On Sat, 14 Apr 2001 18:39:54 GMT, A. Meijster <A.Mei...@rc.rug.nl> wrote:
>
>
>Thanks Dave and Kaz for replying question.
>However, now I am still puzzled. Let's have a look at
>the following scenario, with two threads:
>
>
>
>thread1: lock(m) ; put something in queue and signal/broadcast ; unlock(m);

You'd normally want to do the broadcast after giving up the lock to avoid
unnecessarily stretching the critical section over a potentially
expensive function.

>thread2: lock(m); while (queue is empty) wait (cv,m); .....; unlock(m);
>
>Now thread2 locks m, finds the queue empty and waits. The while
>is because of spurious wakeups, otherwise an if would have been enough.

Even if the implementation never generates spurious wakeups, you still
need the while loop if the signal is moved outside of the lock, or
if there are multiple consumers.

If signaling is done outside of the lock:

thread2 can sneak into the lock and consume the ready item without waiting
on the condition. Then, yet before thread1 has signaled, thread2 can
perhaps cycle around and get the mutex again, this time wait on the
condition because the queue is empty. The signaling will then take place,
and thread2 will wake up, yet there is no new item added.

If there are multiple consumers:

the thread woken by the condition signal can contend for the mutex with
some other thread. That other thread can get it first and ``steal'' the
item, thus negating the predicate ``queue has one or more items''.
Essentially, the signal went to one thread, but some other thread got the
goods. So the thread which got the signal is spuriously woken. Move the
signal operation inside the lock does not help.

So you see, it's only under limited circumstances that you can get away with a
simple if---not only does the implementation avoid generating spurious
wakeups, but your thread interaction has to fit into a narrow schema.

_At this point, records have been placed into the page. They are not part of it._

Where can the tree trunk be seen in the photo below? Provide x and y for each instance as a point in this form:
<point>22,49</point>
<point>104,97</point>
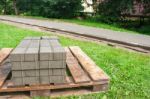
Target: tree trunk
<point>15,7</point>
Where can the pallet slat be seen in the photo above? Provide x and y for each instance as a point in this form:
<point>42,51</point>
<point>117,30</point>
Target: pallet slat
<point>6,84</point>
<point>4,52</point>
<point>76,71</point>
<point>90,67</point>
<point>46,87</point>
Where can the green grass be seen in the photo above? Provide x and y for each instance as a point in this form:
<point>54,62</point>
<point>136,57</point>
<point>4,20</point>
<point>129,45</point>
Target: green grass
<point>129,71</point>
<point>144,29</point>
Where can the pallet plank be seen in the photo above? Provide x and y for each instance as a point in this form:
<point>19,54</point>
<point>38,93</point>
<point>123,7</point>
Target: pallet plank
<point>46,87</point>
<point>76,71</point>
<point>96,73</point>
<point>4,52</point>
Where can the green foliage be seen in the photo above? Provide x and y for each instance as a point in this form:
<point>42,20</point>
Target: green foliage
<point>6,7</point>
<point>50,8</point>
<point>129,71</point>
<point>114,7</point>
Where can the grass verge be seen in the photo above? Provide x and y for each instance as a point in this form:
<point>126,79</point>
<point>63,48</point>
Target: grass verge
<point>144,29</point>
<point>129,71</point>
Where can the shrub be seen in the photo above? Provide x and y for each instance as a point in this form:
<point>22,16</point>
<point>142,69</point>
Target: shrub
<point>50,8</point>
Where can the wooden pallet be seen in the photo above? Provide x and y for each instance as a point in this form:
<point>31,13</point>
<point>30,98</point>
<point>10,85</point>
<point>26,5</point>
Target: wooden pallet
<point>84,74</point>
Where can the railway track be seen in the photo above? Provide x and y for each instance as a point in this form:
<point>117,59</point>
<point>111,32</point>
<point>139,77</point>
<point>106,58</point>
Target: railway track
<point>134,47</point>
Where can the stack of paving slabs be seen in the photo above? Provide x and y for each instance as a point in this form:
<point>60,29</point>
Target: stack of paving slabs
<point>38,60</point>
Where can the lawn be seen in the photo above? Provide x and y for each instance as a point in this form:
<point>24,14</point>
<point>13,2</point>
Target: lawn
<point>144,29</point>
<point>129,71</point>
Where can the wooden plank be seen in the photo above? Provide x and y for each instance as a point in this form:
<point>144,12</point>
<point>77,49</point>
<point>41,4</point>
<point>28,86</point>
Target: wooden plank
<point>75,69</point>
<point>96,73</point>
<point>35,93</point>
<point>46,87</point>
<point>4,52</point>
<point>4,72</point>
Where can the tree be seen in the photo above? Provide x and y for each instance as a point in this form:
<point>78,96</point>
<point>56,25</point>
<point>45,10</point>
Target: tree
<point>117,7</point>
<point>50,8</point>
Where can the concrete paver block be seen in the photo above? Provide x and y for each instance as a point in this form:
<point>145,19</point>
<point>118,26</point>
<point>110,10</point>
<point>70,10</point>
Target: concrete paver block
<point>46,53</point>
<point>57,64</point>
<point>24,44</point>
<point>44,64</point>
<point>44,80</point>
<point>30,65</point>
<point>44,72</point>
<point>44,43</point>
<point>59,72</point>
<point>16,73</point>
<point>17,54</point>
<point>57,79</point>
<point>17,81</point>
<point>16,66</point>
<point>36,38</point>
<point>34,44</point>
<point>31,80</point>
<point>32,54</point>
<point>59,53</point>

>No let say there's a spurious wakeup, and thread2 becomes active, and finds
>the queue empty. Just before it starts waiting thread1 inserts something in the
>queue, and signals. This signal is missed by thread2 since it was not
>waiting yet. what happens?

This is not possible, because the wait operation has special semantics.
It's not possible for thread1 to insert something into the queue before
thread2 starts waiting, because thread2 holds the mutex, and the wait
operation is specially designed so that unlocking the mutex and entering
the wait is atomic with respect to thread1's acquisition of the mutex
and subsequent signaling.

If this were a problem, condition variables would be rather useless!